Level Order Traversal (BFS)
Level order traversal visits nodes level by level, from left to right. Unlike the previous three traversals which used recursion, level order uses a queue.
[5]
/ \
[3] [7]
/ \ \
[1] [4] [10]
Level 0: 5
Level 1: 3, 7
Level 2: 1, 4, 10
Output: 5, 3, 7, 1, 4, 10The Approach
We use a queue to keep track of nodes to visit. At each step:
- Dequeue a node and visit it
- Enqueue its left child if it exists
- Enqueue its right child if it exists
- Repeat until the queue is empty
Start: enqueue [5]
Queue: [[5]]
Dequeue [5], visit 5, enqueue [3] and [7]
Queue: [[3], [7]]
Dequeue [3], visit 3, enqueue [1] and [4]
Queue: [[7], [1], [4]]
Dequeue [7], visit 7, enqueue [10]
Queue: [[1], [4], [10]]
Dequeue [1], visit 1, no children
Queue: [[4], [10]]
Dequeue [4], visit 4, no children
Queue: [[10]]
Dequeue [10], visit 10, no children
Queue: []
Output: 5, 3, 7, 1, 4, 10In C
// A queue that stores Node pointers for BFS
typedef struct BFSNode {
Node *data;
struct BFSNode *next;
} BFSNode;
typedef struct {
BFSNode *front;
BFSNode *back;
int size;
} BFSQueue;
BFSQueue create_bfs_queue() {
BFSQueue q;
q.front = NULL;
q.back = NULL;
q.size = 0;
return q;
}
void bfs_enqueue(BFSQueue *q, Node *data) {
BFSNode *node = (BFSNode *)malloc(sizeof(BFSNode));
node->data = data;
node->next = NULL;
if (q->back == NULL) {
q->front = node;
q->back = node;
} else {
q->back->next = node;
q->back = node;
}
q->size++;
}
Node *bfs_dequeue(BFSQueue *q) {
BFSNode *temp = q->front;
Node *data = temp->data;
q->front = q->front->next;
if (q->front == NULL) {
q->back = NULL;
}
free(temp);
q->size--;
return data;
}
int bfs_is_empty(BFSQueue *q) {
return q->size == 0;
}
void level_order(BST *bst) {
if (bst->root == NULL) {
return;
}
BFSQueue q = create_bfs_queue();
// Enqueue the root node to start the traversal
bfs_enqueue(&q, bst->root);
while (!bfs_is_empty(&q)) {
// Dequeue the front node and print it
Node *node = bfs_dequeue(&q);
printf("%d ", node->data);
// Enqueue left child if it exists
if (node->left != NULL) {
bfs_enqueue(&q, node->left);
}
// Enqueue right child if it exists
if (node->right != NULL) {
bfs_enqueue(&q, node->right);
}
}
}
// Usage
BST bst = create_bst();
insert(&bst, 5);
insert(&bst, 3);
insert(&bst, 7);
insert(&bst, 1);
insert(&bst, 4);
insert(&bst, 10);bfs_enqueue(&q, bst->root) enqueues the root node to start the traversal.
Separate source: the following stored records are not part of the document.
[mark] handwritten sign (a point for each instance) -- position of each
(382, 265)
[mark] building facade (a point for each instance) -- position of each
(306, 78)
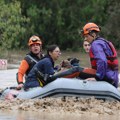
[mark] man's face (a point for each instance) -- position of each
(35, 48)
(88, 38)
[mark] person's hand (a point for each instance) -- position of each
(91, 79)
(19, 86)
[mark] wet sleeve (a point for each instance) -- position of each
(22, 70)
(49, 68)
(101, 60)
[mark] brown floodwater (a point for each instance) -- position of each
(55, 108)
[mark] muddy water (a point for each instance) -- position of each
(53, 109)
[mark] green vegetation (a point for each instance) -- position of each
(56, 21)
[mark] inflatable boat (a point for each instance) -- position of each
(62, 87)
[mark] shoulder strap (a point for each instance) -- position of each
(32, 58)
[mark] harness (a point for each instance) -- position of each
(112, 61)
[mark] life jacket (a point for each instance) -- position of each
(32, 60)
(111, 60)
while (!bfs_is_empty(&q)) keeps going until all nodes have been visited.
Node *node = bfs_dequeue(&q) dequeues the front node first, then printf("%d ", node->data); visits it by printing its data.
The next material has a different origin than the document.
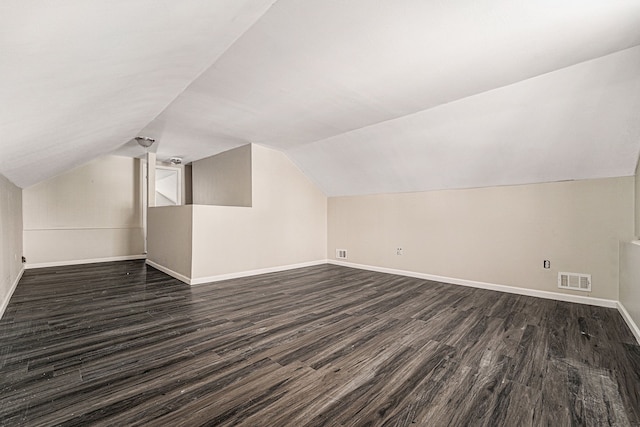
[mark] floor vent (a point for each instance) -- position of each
(574, 281)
if (node->left != NULL) bfs_enqueue(&q, node->left) enqueues the left child if it exists. Same for the right child.
Why a separate BFSQueue?
Just like we needed a separate CharStack for the balanced parentheses problem, C has no generics so we need a separate BFSQueue that stores Node * instead of int. In Rust, we have generics so we can avoid duplicating code.
In Rust
impl BST {
fn level_order(&self) {
if self.root.is_none() {
return;
}
let mut q: Queue<*const Node> = Queue::new();
unsafe {
// Enqueue the root node to start the traversal
q.enqueue(self.root.as_deref().unwrap() as *const Node);
while !q.is_empty() {
// Dequeue the front node and print it
let node = &*q.dequeue().unwrap();
print!("{} ", node.data);
// Enqueue left child if it exists
if let Some(left) = node.left.as_deref() {
q.enqueue(left as *const Node);
}
// Enqueue right child if it exists
if let Some(right) = node.right.as_deref() {
q.enqueue(right as *const Node);
}
}
}
}
}
// Usage
let mut bst = BST::new();
bst.insert(5);
bst.insert(3);
bst.insert(7);
bst.insert(1);
bst.insert(4);
bst.insert(10);
bst.level_order(); // 5 3 7 1 4 10Queue<*const Node> creates a queue that stores raw pointers to nodes — we store pointers rather than owned nodes since the tree already owns them.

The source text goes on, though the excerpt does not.